The experience that 'Devayani Swayamvaram', presented as part of the ‘Remembering Rukmini Devi' show offered, was magical.

Guests at the Koothambalam, Kalakshetra, were welcomed by the vadyam (percussion) of the Kathakali musical ensemble – which provided an auspicious opening to the annual ‘Remembering Rukmini Devi' Festival. This year marked the illustrious founder's 106th birth anniversary.

‘Devayani Swayamvaram' in Kathakali was a thrilling three and a half hour journey that explored Kacha's visit to Asuraloka and his romance with Devayani, Sukracharya's daughter. Written by Thaalavana Govinda Asaan in Manipravalam, the play explored love, the sweetness of its blossoming and the sorrow of its loss, in a warm, humane way.

Subtle expressions

The perceptive portrayals gave life to the mythological characters and helped ‘read between the lines.' As Kacha (Sadanam Krishna Kutty) paid his respects to Sukracharya (Sadanam Balakrishnan), there was an embarrassed batting of the eyelids; Kacha had not told the Guru the whole truth -- that he had been sent there by the Devas to learn the Sanjeevani Vidya, the mantra that brought life to the dead.

Such details are not in the narrative, and that's what Kathakali does -- takes you beyond the obvious.

A segment that highlighted the sanctity of the ashram through a ‘Sikhani Salabam' or a sloka attam describing the butterflies that fall into the fire, the yaga gunda, was one of the most special. The butterflies in question do not perish but come out brighter and stronger than before!

There were also depictions of strange animal-friendships in the ashram such as the maternal tigress and the young deer, the snake shielding the pregnant mongoose and the lioness with a baby elephant, that Kacha brought to life brilliantly within a small two feet by two feet space.
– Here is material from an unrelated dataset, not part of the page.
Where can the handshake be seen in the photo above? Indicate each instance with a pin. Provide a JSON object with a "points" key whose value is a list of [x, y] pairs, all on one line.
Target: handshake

There was humour in the tale as well. When Devayani (K.G.Vasudevan Nair) first sees Kacha, she is so taken in that she drops the flowers she is holding in true theatrical style...

She is eager to declare her love for Kacha but he is wary of an involvement. He decides to keep her at arm's length at any cost and how he goes about it formed the most entertaining segment.

Supportive orchestra

The involved musicians added much value to the performance. The full-throated singing in Carnatic ragas (Nedumpally Ram Mohan, Sadanam Jyothish Babu) was rich with gamakas and elongated notes that filled the air with melody.

The percussionists (Kurur Vasudevan Namboodri -- chenda, Kalamandalam Achuthan Warriar -- maddalam) enhanced every movement from turning the pages of the palm-leaf manuscript to the women in the ashram watering plants to the tune of the veena with notes in different octaves.

In the final parting scene, Kacha tries to humour Devayani by recollecting their past escapades while gently telling her that on principle they are now siblings from the same womb. It was such a poignant moment -- heart-rending at one level and clownish on the other; it summed up the magic of this exaggerated-theatre experience.